Good intentions are not worth much and often deflect us from the reality.

Other than isolated individuals no group of people in the history of the world has ever escaped poverty except by the beneficial impact of free markets.  That's right -- capitalism!

World history, until the seventeenth century, was a history of one band of thugs exerting power over another band of thugs, while the mass of humanity was in bondage.  Not until capitalism and free markets came along did the mass of humanity have any hope at all.  Meanwhile earlier Popes, as George Will points out, were busy condemning folks like Galileo for their heretical views that, at the time, they thought were inimical to the interests of humanity.  Not much has changed.

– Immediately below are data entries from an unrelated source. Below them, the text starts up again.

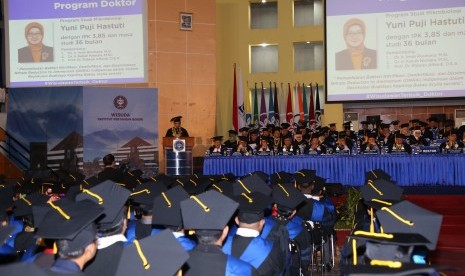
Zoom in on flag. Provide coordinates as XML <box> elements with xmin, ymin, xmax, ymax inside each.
<box><xmin>232</xmin><ymin>63</ymin><xmax>239</xmax><ymax>131</ymax></box>
<box><xmin>286</xmin><ymin>83</ymin><xmax>294</xmax><ymax>123</ymax></box>
<box><xmin>315</xmin><ymin>83</ymin><xmax>321</xmax><ymax>127</ymax></box>
<box><xmin>259</xmin><ymin>82</ymin><xmax>267</xmax><ymax>126</ymax></box>
<box><xmin>297</xmin><ymin>83</ymin><xmax>304</xmax><ymax>121</ymax></box>
<box><xmin>253</xmin><ymin>83</ymin><xmax>259</xmax><ymax>126</ymax></box>
<box><xmin>308</xmin><ymin>83</ymin><xmax>315</xmax><ymax>129</ymax></box>
<box><xmin>302</xmin><ymin>83</ymin><xmax>308</xmax><ymax>121</ymax></box>
<box><xmin>273</xmin><ymin>82</ymin><xmax>280</xmax><ymax>126</ymax></box>
<box><xmin>268</xmin><ymin>81</ymin><xmax>274</xmax><ymax>123</ymax></box>
<box><xmin>232</xmin><ymin>63</ymin><xmax>245</xmax><ymax>131</ymax></box>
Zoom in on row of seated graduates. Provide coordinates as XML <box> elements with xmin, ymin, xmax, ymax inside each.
<box><xmin>340</xmin><ymin>169</ymin><xmax>442</xmax><ymax>275</ymax></box>
<box><xmin>209</xmin><ymin>118</ymin><xmax>465</xmax><ymax>155</ymax></box>
<box><xmin>0</xmin><ymin>170</ymin><xmax>335</xmax><ymax>275</ymax></box>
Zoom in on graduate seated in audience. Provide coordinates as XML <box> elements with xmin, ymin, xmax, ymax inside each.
<box><xmin>208</xmin><ymin>136</ymin><xmax>226</xmax><ymax>156</ymax></box>
<box><xmin>294</xmin><ymin>130</ymin><xmax>308</xmax><ymax>154</ymax></box>
<box><xmin>408</xmin><ymin>127</ymin><xmax>429</xmax><ymax>147</ymax></box>
<box><xmin>335</xmin><ymin>131</ymin><xmax>353</xmax><ymax>154</ymax></box>
<box><xmin>257</xmin><ymin>137</ymin><xmax>273</xmax><ymax>155</ymax></box>
<box><xmin>378</xmin><ymin>124</ymin><xmax>394</xmax><ymax>147</ymax></box>
<box><xmin>233</xmin><ymin>136</ymin><xmax>253</xmax><ymax>156</ymax></box>
<box><xmin>181</xmin><ymin>190</ymin><xmax>258</xmax><ymax>276</ymax></box>
<box><xmin>388</xmin><ymin>134</ymin><xmax>412</xmax><ymax>154</ymax></box>
<box><xmin>223</xmin><ymin>129</ymin><xmax>237</xmax><ymax>151</ymax></box>
<box><xmin>223</xmin><ymin>192</ymin><xmax>285</xmax><ymax>276</ymax></box>
<box><xmin>278</xmin><ymin>135</ymin><xmax>297</xmax><ymax>155</ymax></box>
<box><xmin>360</xmin><ymin>134</ymin><xmax>381</xmax><ymax>153</ymax></box>
<box><xmin>36</xmin><ymin>199</ymin><xmax>104</xmax><ymax>275</ymax></box>
<box><xmin>270</xmin><ymin>127</ymin><xmax>283</xmax><ymax>154</ymax></box>
<box><xmin>126</xmin><ymin>181</ymin><xmax>167</xmax><ymax>245</ymax></box>
<box><xmin>439</xmin><ymin>130</ymin><xmax>464</xmax><ymax>153</ymax></box>
<box><xmin>152</xmin><ymin>186</ymin><xmax>197</xmax><ymax>251</ymax></box>
<box><xmin>247</xmin><ymin>129</ymin><xmax>260</xmax><ymax>150</ymax></box>
<box><xmin>308</xmin><ymin>132</ymin><xmax>326</xmax><ymax>154</ymax></box>
<box><xmin>268</xmin><ymin>183</ymin><xmax>311</xmax><ymax>275</ymax></box>
<box><xmin>76</xmin><ymin>180</ymin><xmax>131</xmax><ymax>276</ymax></box>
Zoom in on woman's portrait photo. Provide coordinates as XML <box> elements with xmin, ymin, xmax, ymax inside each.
<box><xmin>18</xmin><ymin>22</ymin><xmax>53</xmax><ymax>63</ymax></box>
<box><xmin>336</xmin><ymin>18</ymin><xmax>376</xmax><ymax>70</ymax></box>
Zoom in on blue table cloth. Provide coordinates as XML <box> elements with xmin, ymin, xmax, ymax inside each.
<box><xmin>203</xmin><ymin>154</ymin><xmax>465</xmax><ymax>186</ymax></box>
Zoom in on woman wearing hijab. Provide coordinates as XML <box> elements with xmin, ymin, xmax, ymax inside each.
<box><xmin>18</xmin><ymin>22</ymin><xmax>53</xmax><ymax>63</ymax></box>
<box><xmin>336</xmin><ymin>18</ymin><xmax>376</xmax><ymax>70</ymax></box>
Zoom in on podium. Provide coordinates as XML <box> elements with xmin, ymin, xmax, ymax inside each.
<box><xmin>163</xmin><ymin>137</ymin><xmax>195</xmax><ymax>176</ymax></box>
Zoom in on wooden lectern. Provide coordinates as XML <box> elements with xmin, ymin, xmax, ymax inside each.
<box><xmin>163</xmin><ymin>137</ymin><xmax>195</xmax><ymax>175</ymax></box>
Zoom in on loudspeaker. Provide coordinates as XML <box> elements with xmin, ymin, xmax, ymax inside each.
<box><xmin>29</xmin><ymin>142</ymin><xmax>47</xmax><ymax>170</ymax></box>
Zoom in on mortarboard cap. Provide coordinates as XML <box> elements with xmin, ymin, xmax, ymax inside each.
<box><xmin>82</xmin><ymin>176</ymin><xmax>101</xmax><ymax>188</ymax></box>
<box><xmin>13</xmin><ymin>193</ymin><xmax>50</xmax><ymax>217</ymax></box>
<box><xmin>270</xmin><ymin>171</ymin><xmax>292</xmax><ymax>185</ymax></box>
<box><xmin>349</xmin><ymin>231</ymin><xmax>429</xmax><ymax>265</ymax></box>
<box><xmin>170</xmin><ymin>116</ymin><xmax>182</xmax><ymax>123</ymax></box>
<box><xmin>360</xmin><ymin>178</ymin><xmax>404</xmax><ymax>209</ymax></box>
<box><xmin>76</xmin><ymin>180</ymin><xmax>131</xmax><ymax>230</ymax></box>
<box><xmin>210</xmin><ymin>180</ymin><xmax>234</xmax><ymax>198</ymax></box>
<box><xmin>0</xmin><ymin>226</ymin><xmax>15</xmax><ymax>247</ymax></box>
<box><xmin>233</xmin><ymin>174</ymin><xmax>271</xmax><ymax>196</ymax></box>
<box><xmin>272</xmin><ymin>183</ymin><xmax>305</xmax><ymax>210</ymax></box>
<box><xmin>365</xmin><ymin>169</ymin><xmax>391</xmax><ymax>181</ymax></box>
<box><xmin>239</xmin><ymin>136</ymin><xmax>247</xmax><ymax>142</ymax></box>
<box><xmin>130</xmin><ymin>181</ymin><xmax>167</xmax><ymax>211</ymax></box>
<box><xmin>233</xmin><ymin>192</ymin><xmax>272</xmax><ymax>223</ymax></box>
<box><xmin>181</xmin><ymin>190</ymin><xmax>239</xmax><ymax>230</ymax></box>
<box><xmin>116</xmin><ymin>230</ymin><xmax>189</xmax><ymax>276</ymax></box>
<box><xmin>281</xmin><ymin>123</ymin><xmax>291</xmax><ymax>129</ymax></box>
<box><xmin>0</xmin><ymin>184</ymin><xmax>14</xmax><ymax>221</ymax></box>
<box><xmin>249</xmin><ymin>128</ymin><xmax>259</xmax><ymax>135</ymax></box>
<box><xmin>228</xmin><ymin>129</ymin><xmax>237</xmax><ymax>135</ymax></box>
<box><xmin>210</xmin><ymin>136</ymin><xmax>223</xmax><ymax>141</ymax></box>
<box><xmin>152</xmin><ymin>186</ymin><xmax>189</xmax><ymax>227</ymax></box>
<box><xmin>376</xmin><ymin>200</ymin><xmax>442</xmax><ymax>250</ymax></box>
<box><xmin>36</xmin><ymin>200</ymin><xmax>104</xmax><ymax>254</ymax></box>
<box><xmin>293</xmin><ymin>169</ymin><xmax>316</xmax><ymax>187</ymax></box>
<box><xmin>249</xmin><ymin>171</ymin><xmax>268</xmax><ymax>182</ymax></box>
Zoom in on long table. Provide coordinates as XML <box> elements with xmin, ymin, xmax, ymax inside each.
<box><xmin>203</xmin><ymin>154</ymin><xmax>465</xmax><ymax>186</ymax></box>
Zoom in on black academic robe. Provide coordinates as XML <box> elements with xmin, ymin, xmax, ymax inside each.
<box><xmin>183</xmin><ymin>244</ymin><xmax>258</xmax><ymax>276</ymax></box>
<box><xmin>231</xmin><ymin>235</ymin><xmax>284</xmax><ymax>276</ymax></box>
<box><xmin>83</xmin><ymin>241</ymin><xmax>123</xmax><ymax>276</ymax></box>
<box><xmin>165</xmin><ymin>127</ymin><xmax>189</xmax><ymax>137</ymax></box>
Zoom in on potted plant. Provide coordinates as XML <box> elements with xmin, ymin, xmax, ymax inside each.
<box><xmin>334</xmin><ymin>187</ymin><xmax>362</xmax><ymax>246</ymax></box>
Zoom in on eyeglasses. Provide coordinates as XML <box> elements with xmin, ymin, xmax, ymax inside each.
<box><xmin>27</xmin><ymin>33</ymin><xmax>42</xmax><ymax>37</ymax></box>
<box><xmin>347</xmin><ymin>32</ymin><xmax>364</xmax><ymax>36</ymax></box>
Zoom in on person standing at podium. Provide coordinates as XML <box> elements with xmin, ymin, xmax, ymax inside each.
<box><xmin>165</xmin><ymin>116</ymin><xmax>189</xmax><ymax>138</ymax></box>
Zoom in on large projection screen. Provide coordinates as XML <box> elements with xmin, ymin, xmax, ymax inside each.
<box><xmin>4</xmin><ymin>0</ymin><xmax>147</xmax><ymax>87</ymax></box>
<box><xmin>325</xmin><ymin>0</ymin><xmax>465</xmax><ymax>102</ymax></box>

Folks that spend their lives in cloistered jet planes and fancy palaces are quick to claim that they represent poor folks -- the Pope, Hillary Clinton, John Kerry, Nancy Pelosi, Al Gore, Elizabeth Warren, Bernie Sanders and on and on.  These folks have no idea idea how poor people live.  How would they?  Yet they claim to speak for the poor as they condemn free markets and rail against capitalism.

But, as George Will notes today, free markets and capitalism and have been the only friends that poor folks have ever had and rich pro-government folks will continue to oppose free markets and capitalism in order to preserve their position and status.  Add the Pope to the list of those opposed to freedom and free markets.